Extensive Martini simulation data, totaling 5 ms, is presented for binary mixtures of dipalmitoyl phosphatidylcholine (DPPC) and cholesterol. Using simulations initiated from both gel and liquid-disordered (L d ) phases, significant and strongly cholesterol-dependent hysteresis in the enthalpy as a function of temperature is observed for cholesterol mole fractions from 0 to 20 mol% — adding just a single cholesterol to each leaflet of a pure DPPC bilayer more than doubles the width of the hysteresis loop relative to a pure DPPC bilayer.
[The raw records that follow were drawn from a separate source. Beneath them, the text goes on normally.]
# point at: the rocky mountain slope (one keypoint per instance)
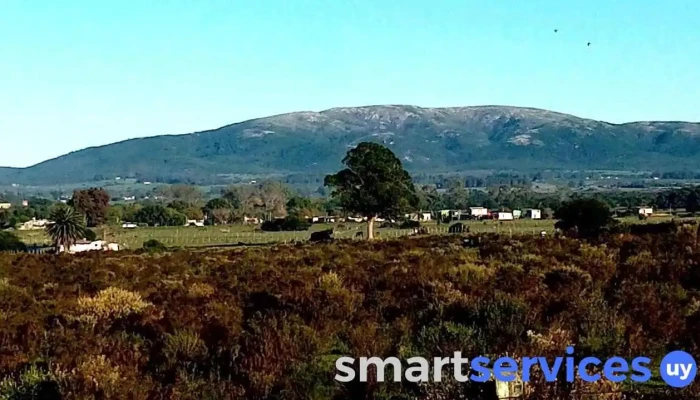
(426, 139)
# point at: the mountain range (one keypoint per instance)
(425, 139)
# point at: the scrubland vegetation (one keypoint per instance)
(269, 323)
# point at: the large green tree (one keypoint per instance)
(373, 184)
(588, 216)
(67, 227)
(92, 203)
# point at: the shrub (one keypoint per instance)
(10, 242)
(112, 303)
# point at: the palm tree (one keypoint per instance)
(67, 227)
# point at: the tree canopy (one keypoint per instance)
(588, 216)
(92, 203)
(373, 184)
(68, 226)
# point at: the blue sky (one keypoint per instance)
(75, 73)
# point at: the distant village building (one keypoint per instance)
(504, 216)
(645, 211)
(251, 220)
(422, 216)
(533, 213)
(84, 245)
(324, 219)
(34, 224)
(478, 212)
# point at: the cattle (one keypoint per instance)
(472, 242)
(322, 236)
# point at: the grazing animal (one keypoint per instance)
(458, 228)
(322, 236)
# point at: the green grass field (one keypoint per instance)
(247, 234)
(234, 234)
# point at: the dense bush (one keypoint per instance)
(269, 323)
(10, 242)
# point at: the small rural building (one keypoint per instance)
(34, 224)
(478, 212)
(645, 211)
(533, 213)
(504, 216)
(84, 245)
(324, 219)
(251, 220)
(422, 216)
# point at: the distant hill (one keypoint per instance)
(426, 139)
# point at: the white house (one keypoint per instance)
(646, 211)
(421, 216)
(534, 213)
(504, 216)
(83, 245)
(251, 220)
(478, 212)
(324, 219)
(34, 224)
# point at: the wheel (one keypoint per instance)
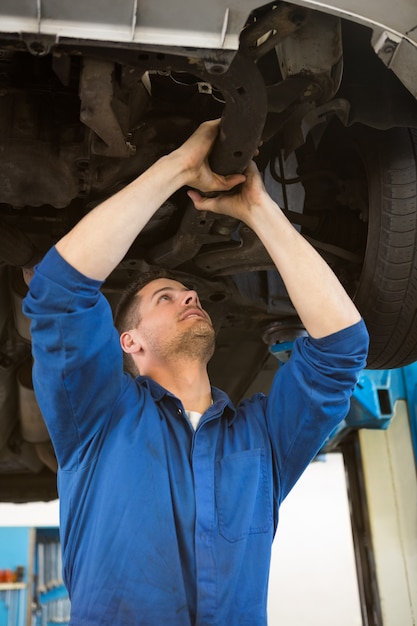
(376, 177)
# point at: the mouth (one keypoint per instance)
(194, 313)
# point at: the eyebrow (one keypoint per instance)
(155, 293)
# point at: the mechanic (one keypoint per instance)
(165, 521)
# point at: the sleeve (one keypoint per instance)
(310, 396)
(78, 366)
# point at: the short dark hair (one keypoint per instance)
(127, 314)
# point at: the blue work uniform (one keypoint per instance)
(161, 524)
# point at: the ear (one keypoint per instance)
(130, 343)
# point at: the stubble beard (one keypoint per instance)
(195, 343)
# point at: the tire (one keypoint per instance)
(385, 290)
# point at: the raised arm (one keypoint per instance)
(320, 300)
(101, 239)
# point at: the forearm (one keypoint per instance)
(320, 300)
(101, 239)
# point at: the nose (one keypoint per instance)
(191, 297)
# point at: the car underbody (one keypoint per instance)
(333, 117)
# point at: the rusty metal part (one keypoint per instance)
(263, 35)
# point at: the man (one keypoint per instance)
(163, 521)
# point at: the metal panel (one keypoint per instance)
(391, 491)
(214, 24)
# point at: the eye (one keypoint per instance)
(165, 297)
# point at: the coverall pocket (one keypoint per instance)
(243, 496)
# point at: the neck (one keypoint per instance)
(187, 381)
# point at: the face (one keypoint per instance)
(172, 322)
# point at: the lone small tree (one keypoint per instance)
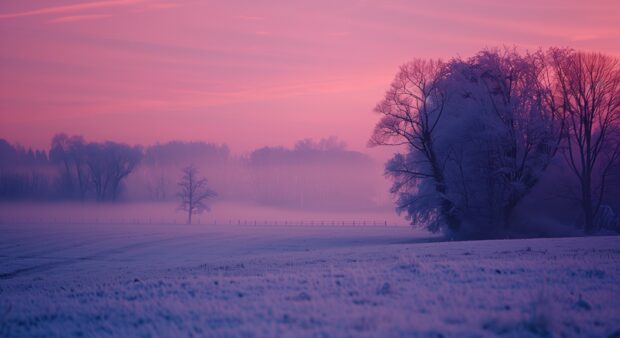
(193, 192)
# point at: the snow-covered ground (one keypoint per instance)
(165, 280)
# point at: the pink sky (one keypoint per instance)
(247, 73)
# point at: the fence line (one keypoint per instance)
(199, 222)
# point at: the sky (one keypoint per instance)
(248, 73)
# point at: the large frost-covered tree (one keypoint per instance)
(412, 112)
(478, 135)
(502, 134)
(589, 87)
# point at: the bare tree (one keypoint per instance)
(412, 109)
(589, 85)
(109, 164)
(193, 192)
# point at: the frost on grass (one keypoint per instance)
(162, 281)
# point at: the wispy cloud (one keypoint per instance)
(84, 17)
(74, 8)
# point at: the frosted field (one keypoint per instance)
(143, 280)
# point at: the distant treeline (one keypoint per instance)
(503, 141)
(312, 175)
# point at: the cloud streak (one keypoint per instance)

Although the precise phase transition temperature cannot be determined due to the hysteresis, the data are consistent with a first order gel to fluid transition, which increases in temperature with cholesterol. At 30 mol% cholesterol, no hysteresis is observed, and there is no evidence for a continuous transition, in either structural parameters like the area per lipid or in the heat capacity as a function of temperature. The results are consistent with a single uniform phase above a critical cholesterol composition between 20 and 30 mol% in Martini, while highlighting the importance and difficulty of obtaining the equilibrium averages to locate phase boundaries precisely in computational models of lipid bilayers.